Vascular dysfunction extends through frequent serious menopausal symptoms, which may trigger a critical heart attack, as specified by the latest review released in the journal Menopause by the North American Menopause Society (NAMS).
Seriousness of women’s menopausal symptoms with more increased frequency and lower quality of life (QoL) are linked to some sorts of disruption in the vascular system, according to the researchers suggesting that severity of menopause symptom can help determine the major risk of developing cardiovascular disease.
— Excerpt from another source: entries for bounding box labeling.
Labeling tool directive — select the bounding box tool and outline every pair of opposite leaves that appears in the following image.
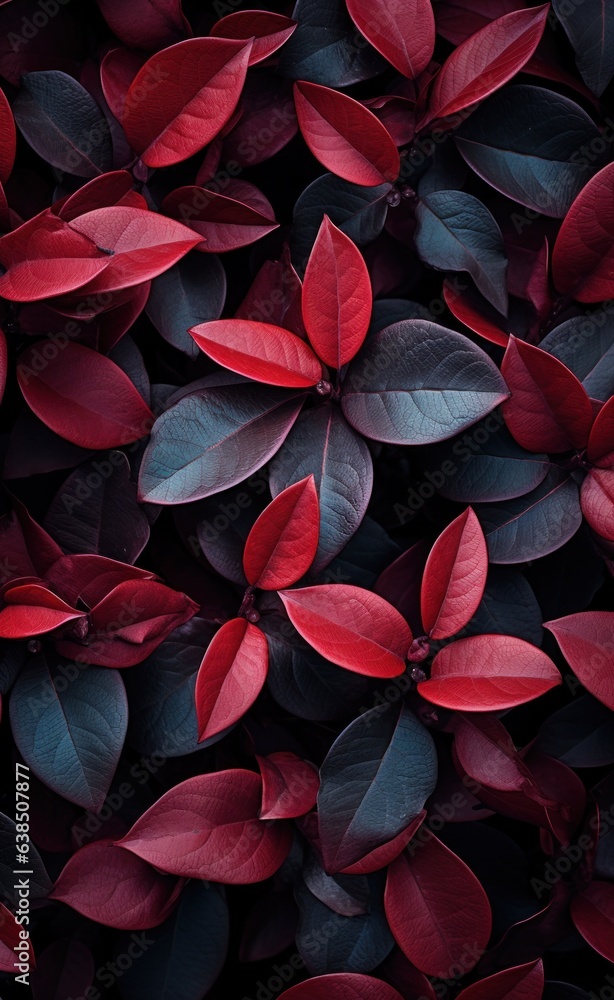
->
[100,0,549,180]
[195,476,561,739]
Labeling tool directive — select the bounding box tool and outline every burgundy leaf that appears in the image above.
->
[194,618,269,741]
[243,476,320,590]
[122,38,252,167]
[162,180,278,253]
[586,396,614,469]
[50,839,183,930]
[384,834,491,979]
[552,163,614,302]
[210,10,296,66]
[119,769,292,884]
[571,881,614,962]
[580,469,614,542]
[501,337,593,452]
[347,0,435,80]
[256,751,320,819]
[303,215,371,368]
[458,961,544,1000]
[279,583,412,677]
[17,342,153,449]
[57,579,198,668]
[421,507,488,639]
[418,635,562,712]
[341,809,426,875]
[421,4,550,128]
[190,319,322,388]
[294,80,400,187]
[544,611,614,711]
[279,972,401,1000]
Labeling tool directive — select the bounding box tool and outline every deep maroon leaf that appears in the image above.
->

Professor of obstetrics and gynecology from the University of Virginia and NAMS director, Dr. JoAnn Pinkerton said in a statement that, “With the fluctuation and decline of estrogen at the time of menopause, it is important to control mood, blood pressure, blood lipids, blood sugar and body composition (fat mass, lean mass) because of increased risk of abdominal fat.”
Association of arterial stiffness with depression, QoL and menopause symptoms was deeply examined after measuring it with the endothelial function and carotid artery compliance, by Kerry L. Hildreth and colleagues from the geriatric medicine department at the University of Colorado School of Medicine in Aurora.
“The hormone is a powerful antioxidant and mediator of vascular health through its effect on [another hormone] serotonin, which helps regulate our temperature controls, nerves and cardiovascular system,” Dr. Jill Rabin, Co-Chief of the Women’s Health Programs by the Northwell Health in New Hyde Park, said while explaining the study. “A healthy lifestyle and exploring these issues with your physician can help reduce a woman’s personal risk of heart disease.”